Brugger is as rigid as a good Stalinist. And his whimsicality nothwithstanding, does not detract from our judgment.


  1. Mads Brugger has publicly used and abused the considerable hospitality of some perfectly pleasant people, including I think his star performers. He never for one minute looks the better for doing it either. He tells us that North Korea is Hitler’s Germany, and suggests that North Koreans are all monsters or stupid. They didn’t look that way to the camera.

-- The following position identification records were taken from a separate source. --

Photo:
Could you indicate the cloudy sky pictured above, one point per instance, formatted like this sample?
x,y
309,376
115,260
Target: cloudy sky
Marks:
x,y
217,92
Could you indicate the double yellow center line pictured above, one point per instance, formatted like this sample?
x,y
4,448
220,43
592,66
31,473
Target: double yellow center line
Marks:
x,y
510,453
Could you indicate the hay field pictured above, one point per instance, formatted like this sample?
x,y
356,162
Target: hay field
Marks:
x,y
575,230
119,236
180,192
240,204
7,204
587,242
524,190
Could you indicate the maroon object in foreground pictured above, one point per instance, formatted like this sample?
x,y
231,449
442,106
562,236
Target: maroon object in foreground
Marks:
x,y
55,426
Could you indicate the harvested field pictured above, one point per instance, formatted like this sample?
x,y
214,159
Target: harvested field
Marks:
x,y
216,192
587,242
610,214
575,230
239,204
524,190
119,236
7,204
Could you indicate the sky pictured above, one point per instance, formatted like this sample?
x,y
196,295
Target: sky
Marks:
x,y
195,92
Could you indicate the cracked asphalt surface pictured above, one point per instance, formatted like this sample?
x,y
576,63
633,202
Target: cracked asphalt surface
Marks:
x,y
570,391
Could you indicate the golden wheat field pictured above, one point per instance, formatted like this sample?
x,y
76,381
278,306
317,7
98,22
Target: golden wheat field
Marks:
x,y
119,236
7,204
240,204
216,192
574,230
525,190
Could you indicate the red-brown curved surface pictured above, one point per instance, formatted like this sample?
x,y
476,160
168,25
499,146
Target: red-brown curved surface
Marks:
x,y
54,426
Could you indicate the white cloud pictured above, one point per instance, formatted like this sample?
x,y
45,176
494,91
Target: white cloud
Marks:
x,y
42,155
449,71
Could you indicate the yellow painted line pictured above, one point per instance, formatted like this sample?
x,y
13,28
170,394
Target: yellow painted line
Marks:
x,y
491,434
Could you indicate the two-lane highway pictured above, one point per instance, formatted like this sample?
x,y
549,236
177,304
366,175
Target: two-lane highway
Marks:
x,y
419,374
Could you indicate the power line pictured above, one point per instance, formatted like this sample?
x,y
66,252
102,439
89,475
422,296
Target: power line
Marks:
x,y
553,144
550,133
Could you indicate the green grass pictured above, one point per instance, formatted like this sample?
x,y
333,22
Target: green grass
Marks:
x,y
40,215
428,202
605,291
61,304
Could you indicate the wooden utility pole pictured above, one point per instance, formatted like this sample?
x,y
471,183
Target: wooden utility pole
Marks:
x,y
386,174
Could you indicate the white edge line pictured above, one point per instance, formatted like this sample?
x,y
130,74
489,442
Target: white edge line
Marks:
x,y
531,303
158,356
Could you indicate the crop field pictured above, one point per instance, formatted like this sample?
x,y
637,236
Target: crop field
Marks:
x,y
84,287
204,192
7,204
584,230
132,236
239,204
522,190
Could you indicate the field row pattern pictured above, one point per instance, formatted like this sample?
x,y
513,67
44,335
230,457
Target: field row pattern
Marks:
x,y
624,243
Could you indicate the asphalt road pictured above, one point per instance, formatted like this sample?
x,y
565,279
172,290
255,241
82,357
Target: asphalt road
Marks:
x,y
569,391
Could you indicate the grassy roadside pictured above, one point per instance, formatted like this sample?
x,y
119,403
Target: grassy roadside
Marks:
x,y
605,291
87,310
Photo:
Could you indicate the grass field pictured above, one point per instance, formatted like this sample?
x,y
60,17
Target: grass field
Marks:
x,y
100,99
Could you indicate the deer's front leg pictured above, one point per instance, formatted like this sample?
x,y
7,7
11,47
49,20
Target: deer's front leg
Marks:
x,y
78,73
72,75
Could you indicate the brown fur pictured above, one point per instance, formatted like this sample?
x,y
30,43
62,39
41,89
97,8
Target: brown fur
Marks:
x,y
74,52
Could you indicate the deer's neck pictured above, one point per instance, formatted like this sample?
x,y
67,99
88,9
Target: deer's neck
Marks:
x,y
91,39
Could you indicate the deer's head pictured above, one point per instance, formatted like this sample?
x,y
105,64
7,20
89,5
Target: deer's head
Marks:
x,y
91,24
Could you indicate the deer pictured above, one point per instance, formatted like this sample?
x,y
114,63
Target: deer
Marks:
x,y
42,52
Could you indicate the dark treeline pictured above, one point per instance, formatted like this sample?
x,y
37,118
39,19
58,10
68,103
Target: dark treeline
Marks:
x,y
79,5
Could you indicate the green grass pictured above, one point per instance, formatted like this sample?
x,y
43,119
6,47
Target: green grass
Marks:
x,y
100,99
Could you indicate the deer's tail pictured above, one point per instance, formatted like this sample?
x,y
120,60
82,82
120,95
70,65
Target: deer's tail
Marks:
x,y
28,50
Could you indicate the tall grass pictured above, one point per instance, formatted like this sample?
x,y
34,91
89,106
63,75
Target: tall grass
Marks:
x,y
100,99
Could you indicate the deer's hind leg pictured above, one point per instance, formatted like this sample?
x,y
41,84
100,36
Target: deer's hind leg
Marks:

    In fact none of his assertions was demonstrated on film. Maybe he didn’t feel it necessary, but I wouldn’t take US claims about its adversaries without a big pinch of salt myself. Even if he was right, he has grossly offended some decent and friendly people, and that just looks bad.
    This looks like David Bradbury’s ‘Fond Memories of Cuba’, where Bradbury keeps saying ‘You haven’t got much stuff have you ?’ to people on the streets of Havana. A hatchet job with no intention of informing.
    Unfortunately for both him and Mad Bugger is that we come away with a very bad impression of both of them. Unfortunately for the world’s sense of values, this whatever-it-was got the documentary prize at the Sundance Festival. Dear God in Heaven.